Tuesday, August 01, 2006

Is This It?

I'm "launching" a new series of posts on this blog called "Is This It?". "Is this it" is what a good friend of mine said to me one night when we were discussing where our lives have taken us and what our futures held. I've been thinking about this a great deal lately; the question of what we are here for or what we are supposed to do with ourselves or what we are trying to accomplish in a general sense. I'm not so concerned with the overall question of why we are here, at least not the spiritual stuff, but I am very interested in what the American Dream is and what we value these days. We say that we should all engage ourselves in the pursuit of happiness, but I just know too many people who seem to be pursuing things that aren't really making them happy. I've been there too and I spend a lot of time thinking and talking about this stuff lately.

What I'd like to do is present a fairly subjective description of someone's life, always a person I know, and pose some questions and see if anyone else has anything they want to say or add to the conversation. Being subjective, I may miss something about another person's situation that helps to make sense of things and you might be the person to point that out. So, with no more delay, let me start off with someone that .

I won't be using real names, of course...

We, the wife and son and I, visited with an old college friend (of my wife's)and her daughter recently. We would have seen her husband, but as is often the case, he had to work this past weekend. I have only seen him three times: at their wedding, at another person's wedding, and once at their apartment for dinner several years ago.

It is pretty clear that they are conservative in their politics and I assume there is a moderately strong religious component, but I can't really say much about it because the friend has basically said that she doesn't like to discuss politics with her friends. That may simply be a nicer way of saying that she doesn't like to discuss politics with her liberal friends because she would find our views detestable and it would permanently damage the friendship. Frankly, if my views on abortion or a living wage or the War in Iraq are enough to devalue a relationship with someone, then maybe there really wasn't much to the relationship.

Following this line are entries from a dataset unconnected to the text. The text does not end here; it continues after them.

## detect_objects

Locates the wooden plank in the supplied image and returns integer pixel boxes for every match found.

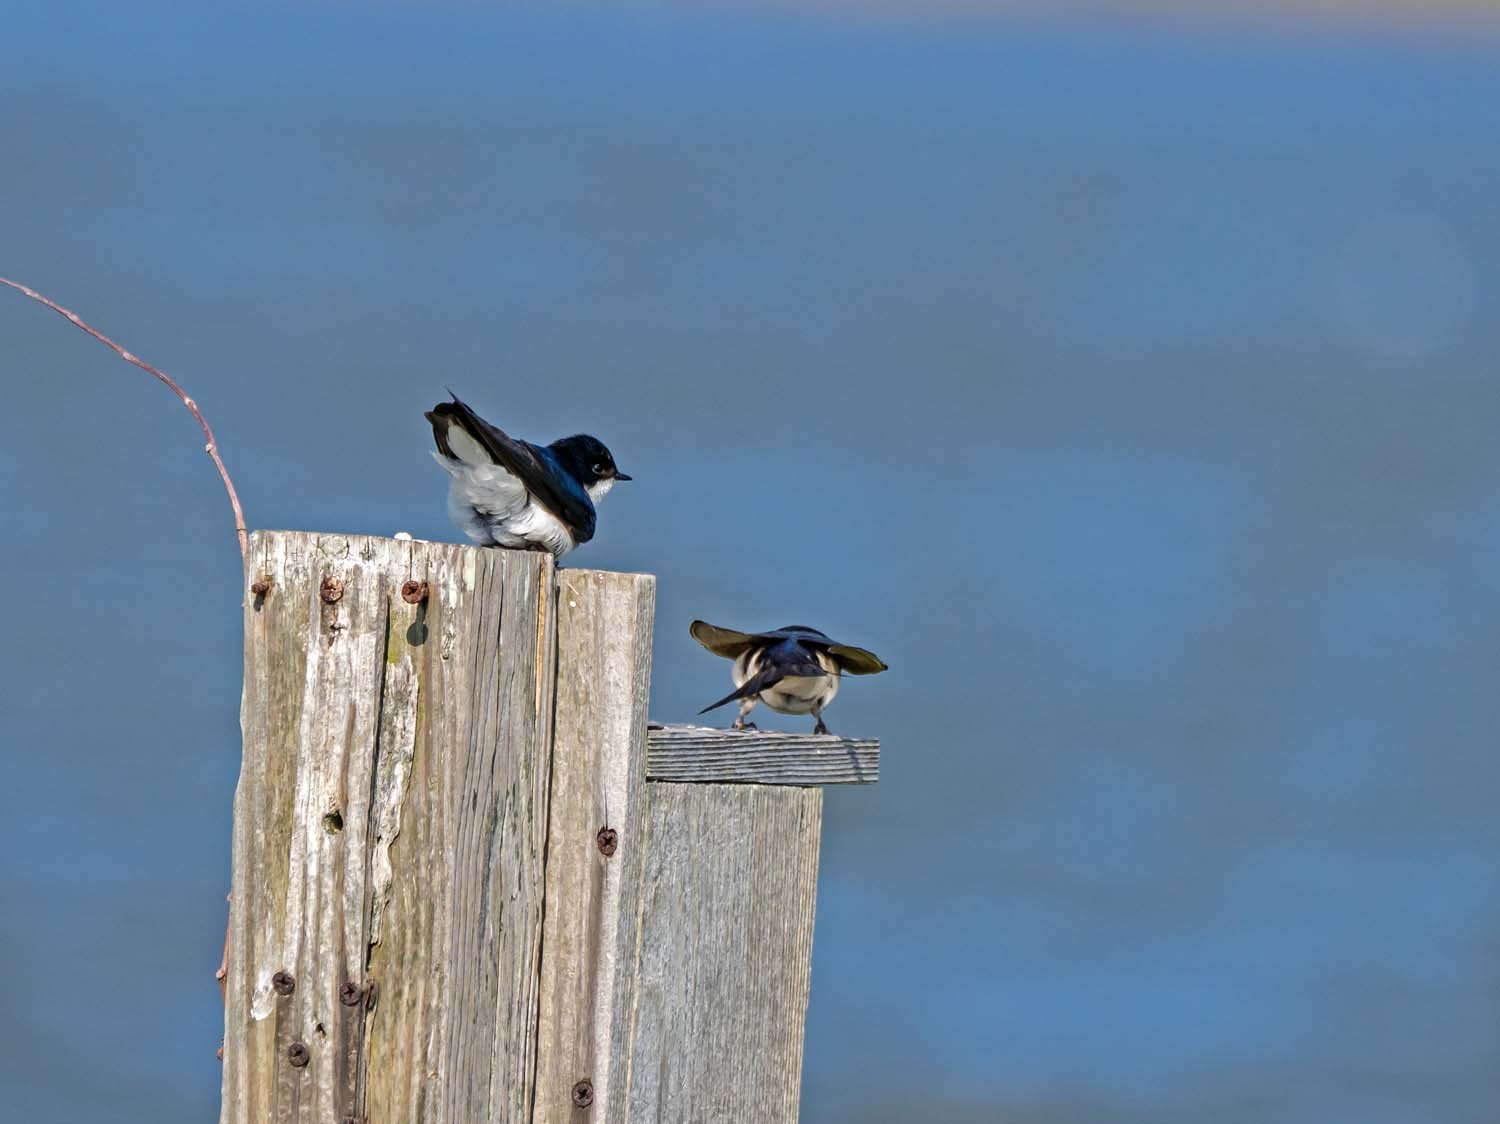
[221,531,556,1124]
[646,725,878,786]
[534,570,656,1124]
[623,782,823,1124]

In any case, the wife is an attorney who recently dropped off the partner track to work more moderately normal hours as general counsel for a large, amoral corporation. Maybe she has gone from 100 hours a week to 60 hours a week. The husband who seems to still work something like 100 hours and doesn't get home many nights until 10PM, works in creative management for a large ad agency. He works long hours to help produce television commercials for things like Mountain Dew and crappy, watered down beers. These long hours make it possible for them to do lots of things, I imagine, but mostly all I can see is that they always have a new and fancy luxury car and a beautiful house in New Jersey filled with nice stuff. Their kid has more toys than any child I've ever met, but they could be the result of gifts or something.

On paper, it is a great life. In photographs, it is a beautiful life. In conversation, it is a very interesting and admired life. But, in reality, is it a happy life? Does this family get to spend enough time together? Are they really enjoying what they do and are the long hours and sacrifice worth a large old house filled with fancy and expensive things? What is driving them?

Is it familial expectations that drive them to this? I have gotten a strong sense that this life they are creating is partly what they want because it is what they know and have come to expect from life. And, it is what their parents may expect of them to achieve. They also may travel in social circles that exist in an elitist arena in which this lifestyle is the the minimum level one must attain to continue to operate.

I know I couldn't do it. I can barely stand a job that needs more than 40 hours of my time at this point in my life. What would I get for an additional 20 hours of effort a week and would it make up for the time I'd lose with my family? In the decades to come, will it matter more that we've got lots of money or that we invested lots of time in our children's lives? Will it matter that I decided to spend my free time running instead of working on a graduate degree or doing additional work in the office?

Don't get me wrong - I like these people. And I'm not looking to judge anyone. I just wonder if they are really getting what they want...and I can't help but start to see in them what it is that I don't want for myself.